The main differences, then, are in organization. The first thing I noticed was missing was tags. Some of these services support tags, but the tagging button doesn’t show up in the article or list view. And as I rely pretty heavily on some IFTTT rules to process my articles based on tags, this is a pain. Currently only Feedly works with IFTTT, and there is a kind of a workaround:
In Feedly’s settings (in the free iOS app), change the “Favorite Saving Tool” to Feedly. Then go to IFTTT and build your rules based on new starred items instead of on tags. Now, starring an item in Mr. Reader will set any of these rules into motion. It’s not as fine-grained as using tags, but it’s better than nothing.
Also missing is the ability to re-order your feeds. It seems that these settings are currently determined by the service itself. Thus my Feedly account came in fine, with all my Google Reader folder structure intact, but Feed Wrangler is just a single list of everything in alphabetical order.
That said, Mr. Reader does support several custom features. In Feed Wrangler, for instance, you can create and edit the Smart Feeds which filter all your news items based on their content. This is potentially way more powerful that plain folders, but requires a lot of tweaking to get it set up.
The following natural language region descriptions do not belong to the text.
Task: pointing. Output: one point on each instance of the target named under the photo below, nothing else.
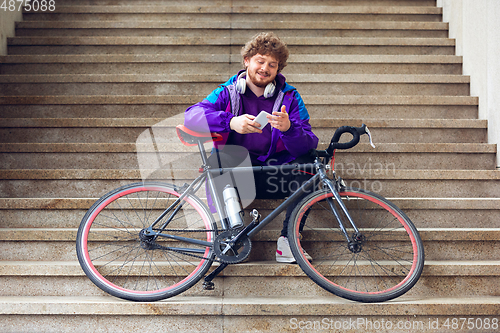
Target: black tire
(388, 261)
(112, 255)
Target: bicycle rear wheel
(115, 254)
(387, 260)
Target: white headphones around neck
(241, 86)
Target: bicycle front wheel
(383, 261)
(119, 258)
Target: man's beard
(255, 80)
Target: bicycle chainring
(232, 253)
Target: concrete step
(249, 314)
(55, 212)
(66, 278)
(81, 130)
(226, 66)
(336, 84)
(404, 3)
(440, 244)
(71, 183)
(235, 11)
(125, 156)
(235, 29)
(153, 110)
(228, 45)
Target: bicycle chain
(189, 254)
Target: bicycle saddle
(191, 138)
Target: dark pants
(276, 184)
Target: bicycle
(149, 241)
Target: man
(231, 110)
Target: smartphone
(261, 119)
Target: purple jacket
(215, 112)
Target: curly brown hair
(267, 43)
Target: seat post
(203, 154)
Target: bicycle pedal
(255, 215)
(208, 285)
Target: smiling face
(261, 69)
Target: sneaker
(284, 254)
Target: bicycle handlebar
(356, 133)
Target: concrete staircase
(81, 83)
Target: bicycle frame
(253, 228)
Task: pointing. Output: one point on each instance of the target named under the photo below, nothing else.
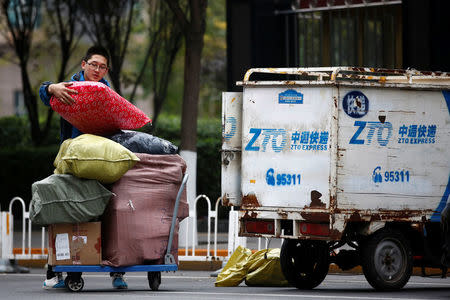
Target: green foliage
(14, 131)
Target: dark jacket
(67, 129)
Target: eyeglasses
(95, 66)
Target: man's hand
(62, 92)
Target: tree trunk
(30, 103)
(194, 46)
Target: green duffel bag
(64, 198)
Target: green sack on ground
(261, 268)
(264, 269)
(64, 198)
(234, 272)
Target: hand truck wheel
(74, 284)
(154, 280)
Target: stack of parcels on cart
(95, 173)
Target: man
(94, 68)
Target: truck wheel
(304, 263)
(387, 260)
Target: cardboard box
(75, 244)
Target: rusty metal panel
(231, 148)
(286, 146)
(393, 150)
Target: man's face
(95, 68)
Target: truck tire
(304, 263)
(387, 260)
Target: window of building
(346, 35)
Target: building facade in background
(394, 34)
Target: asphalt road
(199, 285)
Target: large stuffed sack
(63, 198)
(137, 221)
(94, 157)
(261, 268)
(99, 110)
(141, 142)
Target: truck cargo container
(348, 165)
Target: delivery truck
(350, 166)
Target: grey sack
(64, 198)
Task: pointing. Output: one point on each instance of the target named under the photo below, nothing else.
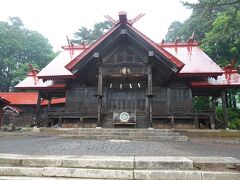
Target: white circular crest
(124, 117)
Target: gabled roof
(56, 68)
(119, 29)
(4, 101)
(226, 80)
(12, 108)
(195, 60)
(20, 98)
(33, 82)
(54, 101)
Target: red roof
(33, 82)
(186, 56)
(4, 100)
(77, 59)
(12, 108)
(20, 98)
(165, 53)
(195, 60)
(56, 68)
(224, 81)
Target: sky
(55, 19)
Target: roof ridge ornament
(123, 18)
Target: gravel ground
(60, 146)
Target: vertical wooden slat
(212, 119)
(38, 106)
(150, 93)
(99, 95)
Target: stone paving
(67, 146)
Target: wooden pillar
(224, 106)
(99, 94)
(49, 103)
(172, 122)
(38, 107)
(212, 119)
(48, 109)
(196, 123)
(150, 93)
(59, 121)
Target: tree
(216, 25)
(20, 47)
(88, 36)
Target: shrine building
(124, 79)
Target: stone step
(40, 178)
(127, 133)
(116, 167)
(50, 173)
(66, 172)
(102, 130)
(127, 137)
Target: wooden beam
(224, 106)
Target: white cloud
(56, 18)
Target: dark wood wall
(122, 66)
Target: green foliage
(233, 117)
(201, 102)
(20, 47)
(222, 42)
(88, 36)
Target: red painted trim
(4, 100)
(180, 44)
(57, 77)
(207, 85)
(170, 57)
(207, 74)
(77, 59)
(36, 88)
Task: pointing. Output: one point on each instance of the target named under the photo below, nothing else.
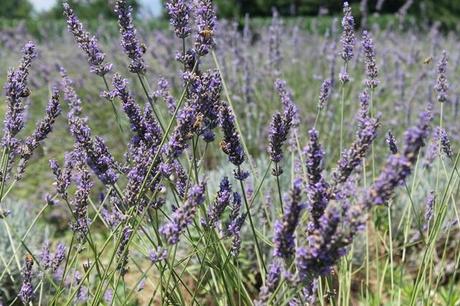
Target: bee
(143, 48)
(207, 33)
(198, 121)
(29, 259)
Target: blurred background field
(409, 36)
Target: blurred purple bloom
(26, 292)
(324, 93)
(392, 144)
(183, 215)
(129, 41)
(369, 57)
(206, 23)
(87, 43)
(442, 86)
(179, 12)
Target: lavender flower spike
(87, 43)
(221, 202)
(231, 143)
(284, 238)
(130, 43)
(352, 157)
(317, 187)
(369, 57)
(26, 293)
(179, 17)
(391, 141)
(325, 93)
(278, 133)
(42, 130)
(183, 215)
(442, 85)
(15, 90)
(398, 166)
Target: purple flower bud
(183, 215)
(348, 35)
(26, 292)
(179, 17)
(231, 143)
(158, 255)
(284, 238)
(87, 43)
(123, 250)
(325, 93)
(206, 23)
(369, 57)
(222, 201)
(43, 129)
(15, 90)
(429, 208)
(271, 283)
(442, 86)
(398, 167)
(391, 141)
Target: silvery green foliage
(21, 215)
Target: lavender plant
(178, 206)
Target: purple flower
(43, 129)
(183, 215)
(158, 255)
(271, 283)
(445, 143)
(87, 43)
(317, 187)
(15, 90)
(392, 144)
(429, 207)
(80, 201)
(442, 85)
(45, 256)
(324, 93)
(278, 133)
(163, 92)
(284, 238)
(290, 109)
(130, 43)
(222, 201)
(179, 17)
(82, 293)
(123, 249)
(206, 23)
(348, 35)
(351, 158)
(26, 292)
(70, 96)
(398, 166)
(58, 257)
(97, 154)
(369, 57)
(235, 224)
(231, 143)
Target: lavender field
(225, 163)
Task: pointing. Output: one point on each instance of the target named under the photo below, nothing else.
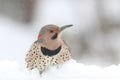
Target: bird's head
(51, 32)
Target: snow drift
(71, 70)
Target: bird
(49, 49)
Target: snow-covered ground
(71, 70)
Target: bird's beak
(64, 27)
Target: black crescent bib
(48, 52)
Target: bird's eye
(51, 31)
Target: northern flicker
(49, 49)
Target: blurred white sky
(16, 37)
(88, 43)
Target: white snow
(71, 70)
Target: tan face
(51, 33)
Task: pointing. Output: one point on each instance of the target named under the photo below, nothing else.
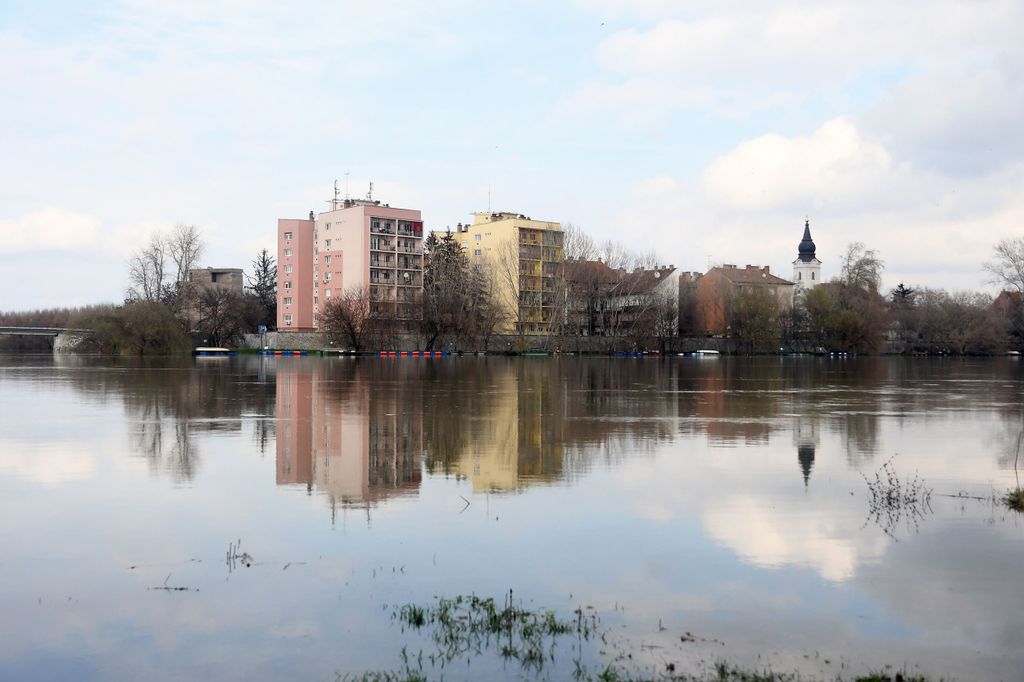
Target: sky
(702, 131)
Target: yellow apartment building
(524, 258)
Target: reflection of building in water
(351, 440)
(734, 412)
(805, 437)
(512, 434)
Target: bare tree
(1007, 266)
(861, 267)
(147, 267)
(345, 317)
(184, 246)
(146, 270)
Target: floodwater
(704, 509)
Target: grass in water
(465, 628)
(1015, 500)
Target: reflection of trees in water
(169, 401)
(165, 442)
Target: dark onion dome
(806, 248)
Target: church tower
(807, 268)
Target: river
(251, 518)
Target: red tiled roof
(750, 274)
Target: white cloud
(835, 165)
(735, 59)
(50, 227)
(960, 122)
(749, 206)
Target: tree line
(164, 310)
(851, 314)
(594, 290)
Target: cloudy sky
(702, 130)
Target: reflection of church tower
(805, 454)
(807, 268)
(805, 436)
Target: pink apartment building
(359, 244)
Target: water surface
(722, 498)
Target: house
(720, 286)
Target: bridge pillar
(66, 342)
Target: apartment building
(524, 258)
(358, 245)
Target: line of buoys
(413, 353)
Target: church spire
(806, 249)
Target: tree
(754, 318)
(140, 328)
(1007, 266)
(446, 297)
(861, 267)
(902, 295)
(184, 246)
(345, 318)
(264, 287)
(147, 267)
(221, 315)
(146, 270)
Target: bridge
(43, 331)
(61, 338)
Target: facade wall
(295, 274)
(806, 275)
(523, 257)
(375, 248)
(716, 290)
(229, 279)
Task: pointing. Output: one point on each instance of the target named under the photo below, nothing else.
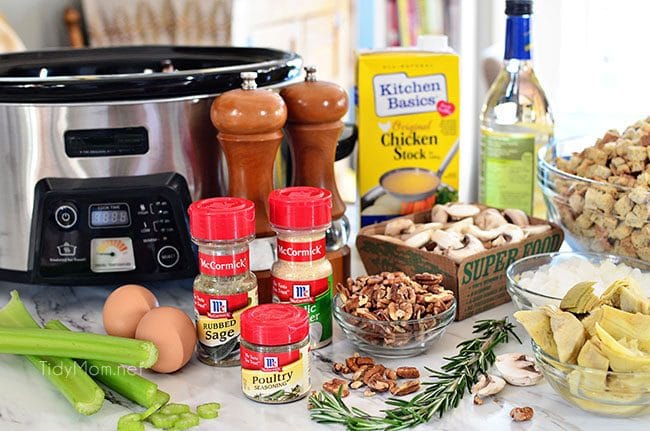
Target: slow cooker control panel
(136, 233)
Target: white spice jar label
(313, 295)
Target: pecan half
(407, 372)
(406, 388)
(521, 414)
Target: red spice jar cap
(300, 208)
(274, 324)
(222, 219)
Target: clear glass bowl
(393, 339)
(608, 393)
(595, 215)
(526, 299)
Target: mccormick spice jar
(225, 287)
(302, 275)
(275, 353)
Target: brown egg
(173, 333)
(125, 307)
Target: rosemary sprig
(443, 393)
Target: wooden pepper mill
(315, 109)
(250, 124)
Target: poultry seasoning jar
(225, 287)
(275, 353)
(302, 275)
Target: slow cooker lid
(136, 73)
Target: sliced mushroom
(512, 233)
(516, 216)
(483, 235)
(460, 211)
(445, 240)
(489, 218)
(398, 226)
(535, 229)
(419, 239)
(389, 239)
(459, 226)
(439, 214)
(472, 246)
(488, 384)
(518, 369)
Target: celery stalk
(124, 382)
(78, 345)
(65, 374)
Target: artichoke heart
(590, 356)
(621, 324)
(623, 355)
(589, 322)
(626, 295)
(580, 298)
(538, 325)
(568, 333)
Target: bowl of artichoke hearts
(595, 351)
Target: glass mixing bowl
(609, 393)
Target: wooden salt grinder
(315, 109)
(250, 124)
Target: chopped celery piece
(160, 400)
(116, 377)
(187, 420)
(78, 345)
(65, 374)
(208, 410)
(130, 422)
(175, 409)
(163, 421)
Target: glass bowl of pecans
(393, 315)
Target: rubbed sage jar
(222, 228)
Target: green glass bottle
(515, 122)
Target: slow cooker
(101, 152)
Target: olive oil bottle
(515, 122)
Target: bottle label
(507, 171)
(224, 265)
(218, 316)
(306, 251)
(313, 295)
(275, 377)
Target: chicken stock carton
(408, 117)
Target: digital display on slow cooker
(109, 215)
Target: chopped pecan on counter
(374, 377)
(521, 414)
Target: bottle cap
(274, 324)
(300, 208)
(519, 7)
(433, 42)
(222, 219)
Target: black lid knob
(519, 7)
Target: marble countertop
(28, 402)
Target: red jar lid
(300, 207)
(274, 324)
(222, 219)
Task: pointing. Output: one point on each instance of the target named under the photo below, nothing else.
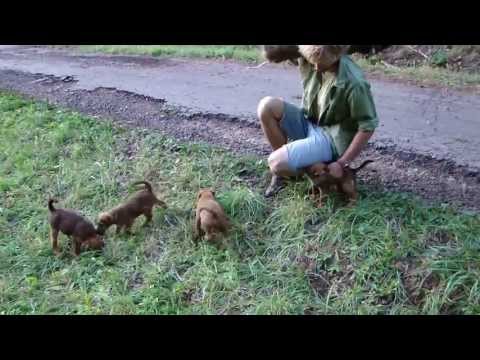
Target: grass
(424, 74)
(237, 52)
(389, 255)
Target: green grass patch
(389, 255)
(424, 74)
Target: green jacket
(349, 106)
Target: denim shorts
(308, 143)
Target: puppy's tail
(365, 163)
(148, 186)
(50, 204)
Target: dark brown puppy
(124, 215)
(210, 219)
(324, 182)
(73, 225)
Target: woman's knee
(270, 107)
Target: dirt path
(211, 101)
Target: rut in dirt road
(437, 122)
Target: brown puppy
(210, 219)
(324, 182)
(72, 224)
(124, 215)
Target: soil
(434, 178)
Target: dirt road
(428, 142)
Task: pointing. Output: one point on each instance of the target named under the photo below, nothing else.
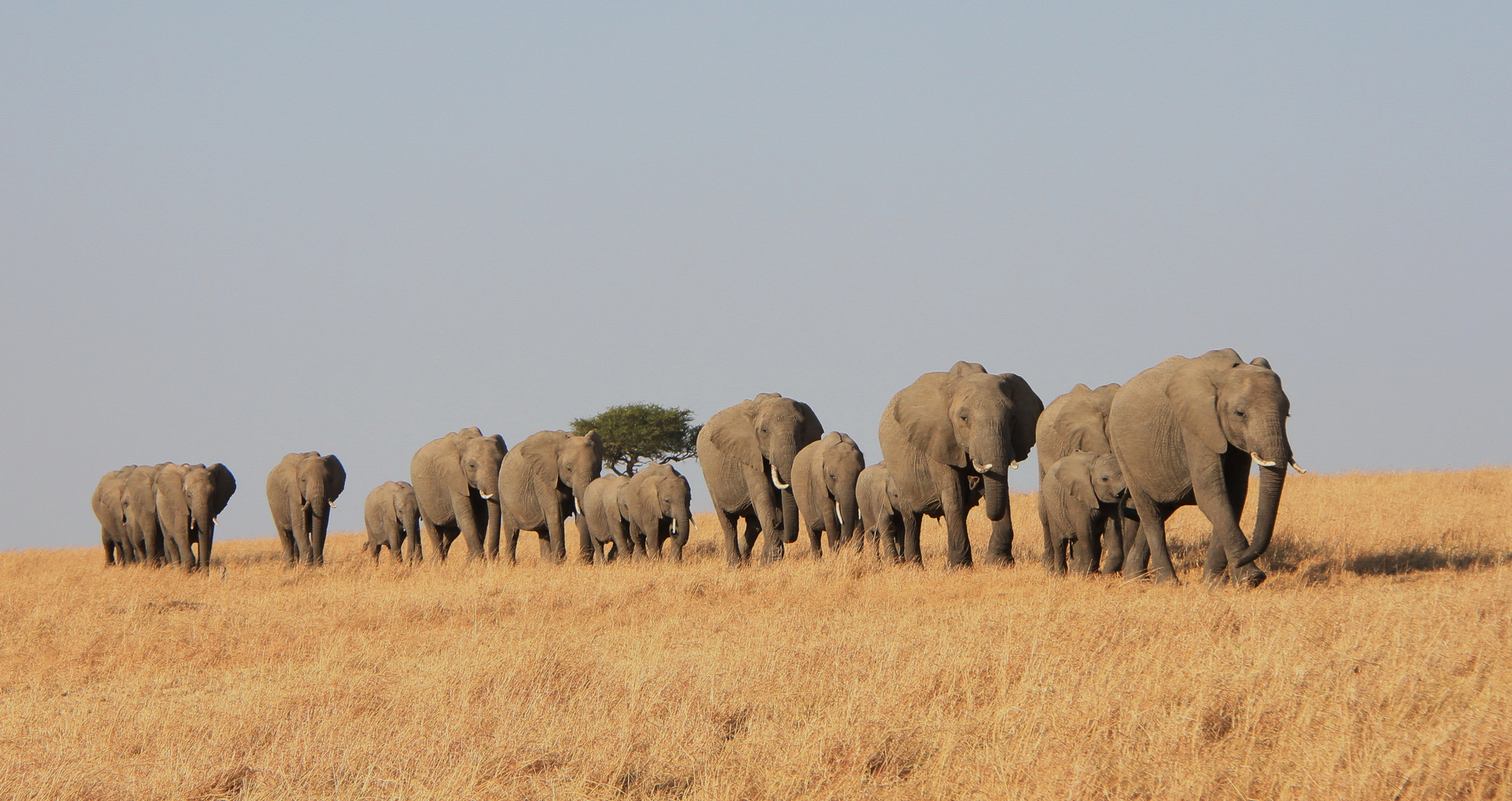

Mr. Reader is one of the best apps in the store.
As it is, though, Mr. Reader 2.0 is quite excellent, and I’m especially pleased as it’s the app I use to get my job done. It’s also free to existing users, which will let you try various services out side by side. Currently I’m settling on Feedly because of its IFTTT channel and the fact that all my folders are already there (although the feeds within them have lost their custom ordering), but I really like the look of Feed Wrangler, for which I’ve already paid my $19 annual fee.
And if you don’t have Mr. Reader, what are you waiting for? Not only is it one of the best apps in the store, in any category, it’s also your only choice right now. Plus, it’s like $5, which is nothing.